How do you make code run when a Button is clicked?

  • button.setOnAction(e -> ...)
  • button.onClick(...)
  • button.addListener(...)
  • button.bind(...)

Answer: button.setOnAction(e -> ...). You pass a lambda event handler to setOnAction, which runs each time the button is pressed.

What does property binding like label.textProperty().bind(count.asString()) achieve?

  • It copies the value once
  • It disables the label
  • The label updates automatically whenever the bound property changes
  • It throws if count changes

Answer: The label updates automatically whenever the bound property changes. Binding ties the label's text to the property so the UI updates by itself when the source changes — reactive UI, no manual refresh.

What is FXML?

  • A CSS dialect for JavaFX
  • An XML file that describes the UI declaratively, separate from Java logic
  • A build tool for JavaFX
  • A threading API

Answer: An XML file that describes the UI declaratively, separate from Java logic. FXML is XML describing which controls and layouts exist and how they nest; a Controller class supplies the behaviour.

In FXML, which two attributes connect the view to its controller?

  • id and onClick
  • name and handler
  • ref and call
  • fx:id (matches an @FXML field) and onAction (matches an @FXML method)

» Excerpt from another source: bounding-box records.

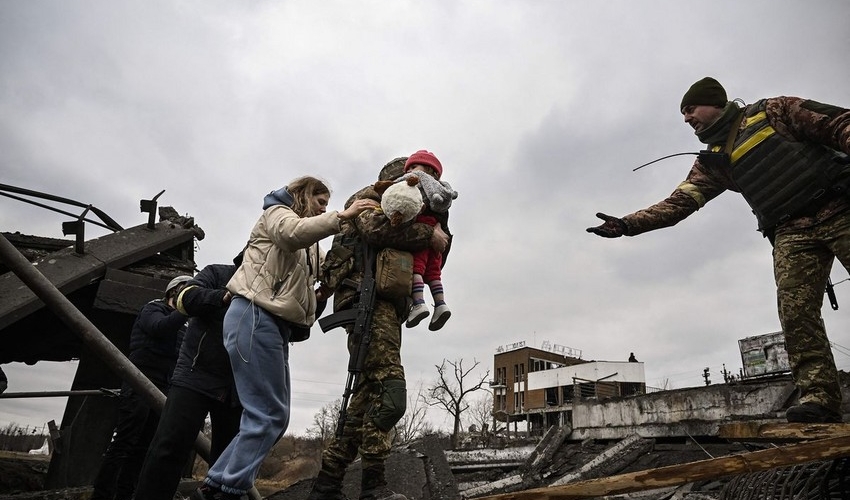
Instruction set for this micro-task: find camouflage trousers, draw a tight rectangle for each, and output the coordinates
[773,211,850,411]
[322,300,404,478]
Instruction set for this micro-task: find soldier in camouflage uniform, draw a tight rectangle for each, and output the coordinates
[308,158,450,500]
[587,77,850,422]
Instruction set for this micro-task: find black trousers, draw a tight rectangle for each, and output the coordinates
[136,387,242,500]
[91,385,158,500]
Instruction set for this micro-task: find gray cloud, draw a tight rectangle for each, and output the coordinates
[0,0,850,432]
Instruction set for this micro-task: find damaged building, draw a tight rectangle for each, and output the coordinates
[0,185,850,500]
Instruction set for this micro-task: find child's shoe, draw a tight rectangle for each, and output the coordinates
[428,304,452,332]
[404,302,431,328]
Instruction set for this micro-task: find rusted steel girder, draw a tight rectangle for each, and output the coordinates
[0,234,262,500]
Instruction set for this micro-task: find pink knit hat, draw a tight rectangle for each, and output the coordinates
[404,149,443,179]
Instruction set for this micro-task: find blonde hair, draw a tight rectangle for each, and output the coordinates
[286,175,331,217]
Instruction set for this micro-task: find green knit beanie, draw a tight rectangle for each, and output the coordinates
[679,76,726,111]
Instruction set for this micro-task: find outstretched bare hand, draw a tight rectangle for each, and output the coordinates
[587,212,629,238]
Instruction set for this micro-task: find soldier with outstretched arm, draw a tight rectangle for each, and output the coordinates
[587,77,850,422]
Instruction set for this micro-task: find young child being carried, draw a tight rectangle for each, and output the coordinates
[397,149,457,331]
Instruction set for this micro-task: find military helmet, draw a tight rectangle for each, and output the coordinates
[378,156,407,181]
[165,276,192,296]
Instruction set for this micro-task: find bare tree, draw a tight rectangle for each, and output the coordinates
[428,358,490,448]
[307,398,342,448]
[393,382,434,444]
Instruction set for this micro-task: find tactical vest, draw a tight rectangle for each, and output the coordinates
[712,99,848,231]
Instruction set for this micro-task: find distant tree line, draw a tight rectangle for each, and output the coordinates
[0,422,47,453]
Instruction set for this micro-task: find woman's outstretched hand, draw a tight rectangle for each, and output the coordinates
[338,198,380,220]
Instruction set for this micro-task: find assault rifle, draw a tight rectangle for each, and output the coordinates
[319,243,376,439]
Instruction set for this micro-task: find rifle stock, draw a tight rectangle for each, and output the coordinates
[319,309,358,333]
[332,243,375,439]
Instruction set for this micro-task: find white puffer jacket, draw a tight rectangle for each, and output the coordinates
[227,205,340,326]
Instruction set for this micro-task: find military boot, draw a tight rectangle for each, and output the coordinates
[307,469,348,500]
[360,464,407,500]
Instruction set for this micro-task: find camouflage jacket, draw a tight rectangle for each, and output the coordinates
[334,186,444,311]
[622,97,850,236]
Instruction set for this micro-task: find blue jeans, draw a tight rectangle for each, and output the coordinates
[204,296,290,495]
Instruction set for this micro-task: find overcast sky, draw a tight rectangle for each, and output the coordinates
[0,0,850,433]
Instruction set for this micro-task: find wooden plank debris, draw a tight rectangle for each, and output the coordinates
[481,434,850,500]
[717,422,850,443]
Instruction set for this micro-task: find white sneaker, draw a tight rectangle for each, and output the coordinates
[428,304,452,332]
[404,302,431,328]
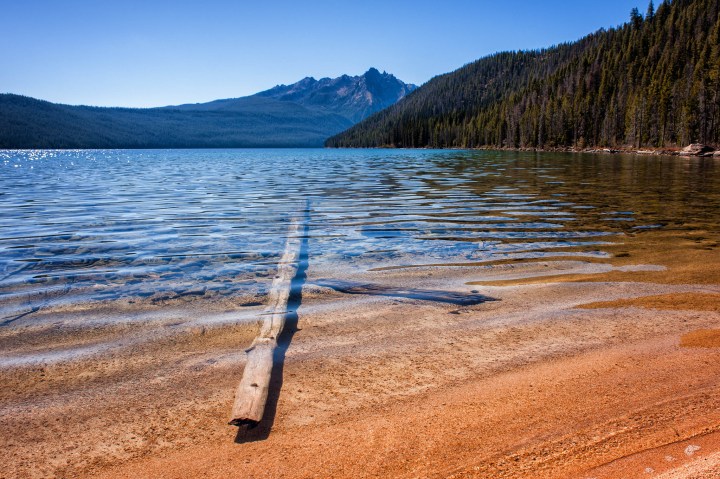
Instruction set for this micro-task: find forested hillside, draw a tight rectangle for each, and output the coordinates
[326,0,720,148]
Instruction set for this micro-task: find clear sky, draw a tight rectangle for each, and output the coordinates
[0,0,648,107]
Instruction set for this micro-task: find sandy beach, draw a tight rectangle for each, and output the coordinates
[0,231,720,479]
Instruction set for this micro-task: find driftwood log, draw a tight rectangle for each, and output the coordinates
[230,218,302,426]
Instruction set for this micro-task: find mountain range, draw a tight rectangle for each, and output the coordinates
[326,0,720,148]
[0,68,416,149]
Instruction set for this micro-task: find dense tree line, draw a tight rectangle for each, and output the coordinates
[326,0,720,148]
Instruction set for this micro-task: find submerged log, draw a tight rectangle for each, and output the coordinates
[230,219,302,426]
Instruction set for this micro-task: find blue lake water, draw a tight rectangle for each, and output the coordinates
[0,150,720,325]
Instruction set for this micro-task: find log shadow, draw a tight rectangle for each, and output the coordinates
[235,222,309,444]
[313,279,497,306]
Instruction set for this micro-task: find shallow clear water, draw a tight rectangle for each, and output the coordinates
[0,150,720,325]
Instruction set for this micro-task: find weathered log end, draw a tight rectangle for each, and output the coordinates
[229,218,301,427]
[230,338,277,426]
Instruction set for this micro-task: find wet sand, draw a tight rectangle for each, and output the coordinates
[0,232,720,479]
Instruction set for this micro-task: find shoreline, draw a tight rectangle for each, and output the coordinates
[0,232,720,479]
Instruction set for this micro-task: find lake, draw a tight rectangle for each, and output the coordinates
[0,149,720,327]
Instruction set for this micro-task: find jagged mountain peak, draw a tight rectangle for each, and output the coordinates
[254,67,417,123]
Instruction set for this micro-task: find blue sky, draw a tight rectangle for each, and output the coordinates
[0,0,658,107]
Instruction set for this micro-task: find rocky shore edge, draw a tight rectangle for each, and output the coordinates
[478,143,720,158]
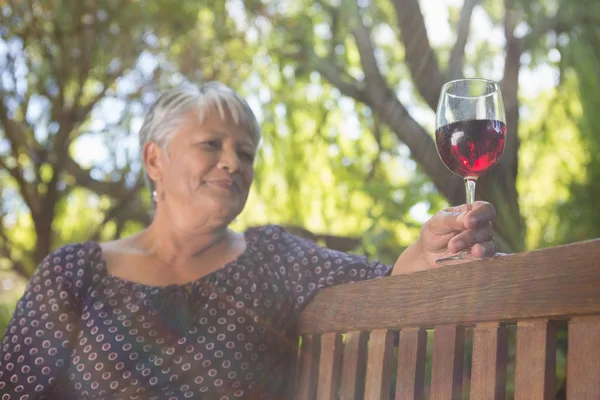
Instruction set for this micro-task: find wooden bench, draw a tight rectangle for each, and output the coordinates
[289,240,600,400]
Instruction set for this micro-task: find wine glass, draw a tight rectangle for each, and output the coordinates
[435,79,506,263]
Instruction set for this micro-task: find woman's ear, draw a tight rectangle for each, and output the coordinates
[142,141,164,182]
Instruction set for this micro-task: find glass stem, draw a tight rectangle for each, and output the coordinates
[465,178,477,211]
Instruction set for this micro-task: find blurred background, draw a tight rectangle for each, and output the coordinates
[0,0,600,396]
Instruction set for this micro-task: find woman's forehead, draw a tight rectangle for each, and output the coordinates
[178,111,255,146]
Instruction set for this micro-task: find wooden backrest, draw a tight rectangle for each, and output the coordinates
[290,240,600,400]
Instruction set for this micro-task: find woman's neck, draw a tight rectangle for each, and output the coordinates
[137,218,233,267]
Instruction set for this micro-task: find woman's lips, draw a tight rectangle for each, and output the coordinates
[208,179,239,192]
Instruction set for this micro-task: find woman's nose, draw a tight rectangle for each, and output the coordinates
[219,150,240,173]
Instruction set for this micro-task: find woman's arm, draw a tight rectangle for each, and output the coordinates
[0,246,85,400]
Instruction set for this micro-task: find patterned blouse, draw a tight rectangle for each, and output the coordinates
[0,225,391,400]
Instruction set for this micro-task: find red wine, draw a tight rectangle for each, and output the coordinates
[435,119,506,178]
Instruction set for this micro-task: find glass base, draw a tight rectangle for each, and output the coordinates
[435,250,483,265]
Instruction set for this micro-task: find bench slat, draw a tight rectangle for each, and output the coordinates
[297,335,320,400]
[298,240,600,334]
[567,315,600,400]
[431,325,465,400]
[317,332,342,400]
[515,320,557,400]
[471,323,508,400]
[365,329,394,400]
[340,331,369,400]
[396,328,427,400]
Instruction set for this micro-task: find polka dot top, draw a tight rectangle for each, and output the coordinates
[0,226,391,400]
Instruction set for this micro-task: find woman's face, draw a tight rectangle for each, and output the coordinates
[145,112,256,229]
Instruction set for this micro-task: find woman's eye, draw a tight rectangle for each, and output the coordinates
[240,152,254,161]
[202,140,221,149]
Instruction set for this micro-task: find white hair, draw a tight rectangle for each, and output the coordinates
[139,82,261,200]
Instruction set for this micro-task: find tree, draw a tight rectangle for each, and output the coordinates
[241,0,586,251]
[0,0,252,277]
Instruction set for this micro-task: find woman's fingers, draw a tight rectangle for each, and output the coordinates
[448,222,494,253]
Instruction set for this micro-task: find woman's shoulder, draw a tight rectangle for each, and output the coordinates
[29,241,100,296]
[43,241,101,265]
[35,241,101,278]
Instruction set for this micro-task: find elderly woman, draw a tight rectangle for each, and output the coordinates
[0,83,495,400]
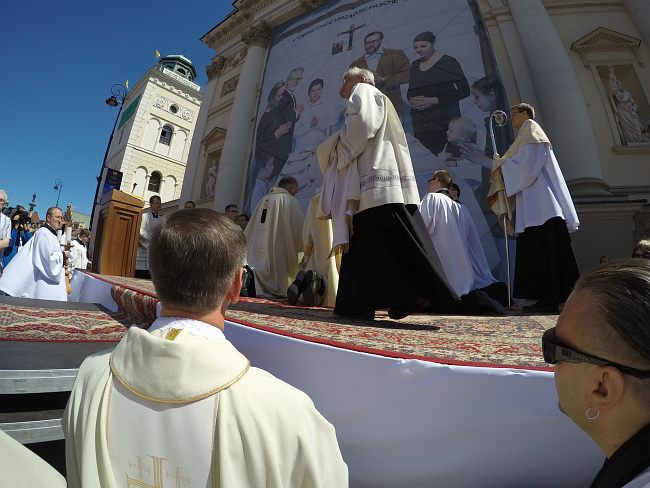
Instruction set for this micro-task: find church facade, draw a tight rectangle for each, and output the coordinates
[180,0,650,270]
[100,55,203,207]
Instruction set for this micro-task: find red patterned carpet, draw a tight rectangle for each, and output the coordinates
[85,275,556,370]
[0,303,126,342]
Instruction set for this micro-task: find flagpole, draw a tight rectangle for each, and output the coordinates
[490,110,512,308]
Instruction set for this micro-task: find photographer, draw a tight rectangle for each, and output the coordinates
[2,206,32,268]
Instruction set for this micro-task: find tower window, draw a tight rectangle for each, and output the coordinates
[147,171,162,193]
[159,125,174,146]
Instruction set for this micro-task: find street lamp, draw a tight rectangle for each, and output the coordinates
[90,83,129,230]
[52,178,63,207]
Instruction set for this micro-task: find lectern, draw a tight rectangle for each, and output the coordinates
[92,190,144,277]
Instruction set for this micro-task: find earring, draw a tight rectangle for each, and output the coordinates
[585,407,600,420]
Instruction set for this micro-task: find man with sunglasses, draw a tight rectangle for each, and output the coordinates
[542,259,650,488]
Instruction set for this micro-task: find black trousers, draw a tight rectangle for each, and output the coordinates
[513,217,580,303]
[334,204,456,315]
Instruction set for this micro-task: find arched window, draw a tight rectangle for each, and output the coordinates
[147,171,162,193]
[159,125,174,146]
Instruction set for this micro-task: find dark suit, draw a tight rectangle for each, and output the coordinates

Answer: fx:id (matches an @FXML field) and onAction (matches an @FXML method). fx:id matches an @FXML field of the same name, and onAction="#method" matches an @FXML method in the controller.

Why might a JavaFX UI freeze after a button click?

  • The Scene was garbage collected
  • Slow work ran on the JavaFX Application Thread, which also paints the screen
  • The Stage was not shown
  • FXML was missing

Answer: Slow work ran on the JavaFX Application Thread, which also paints the screen. Event handlers run on the Application Thread that draws the UI; doing slow work there blocks repaints. Move it to a background Task and update via Platform.runLater().

In JavaFX CSS, how is the background-color property written?

  • background-color
  • fx:background-color
  • -fx-background-color
  • css-background-color

Answer: -fx-background-color. JavaFX CSS prefixes every property with -fx-, so background-color becomes -fx-background-color.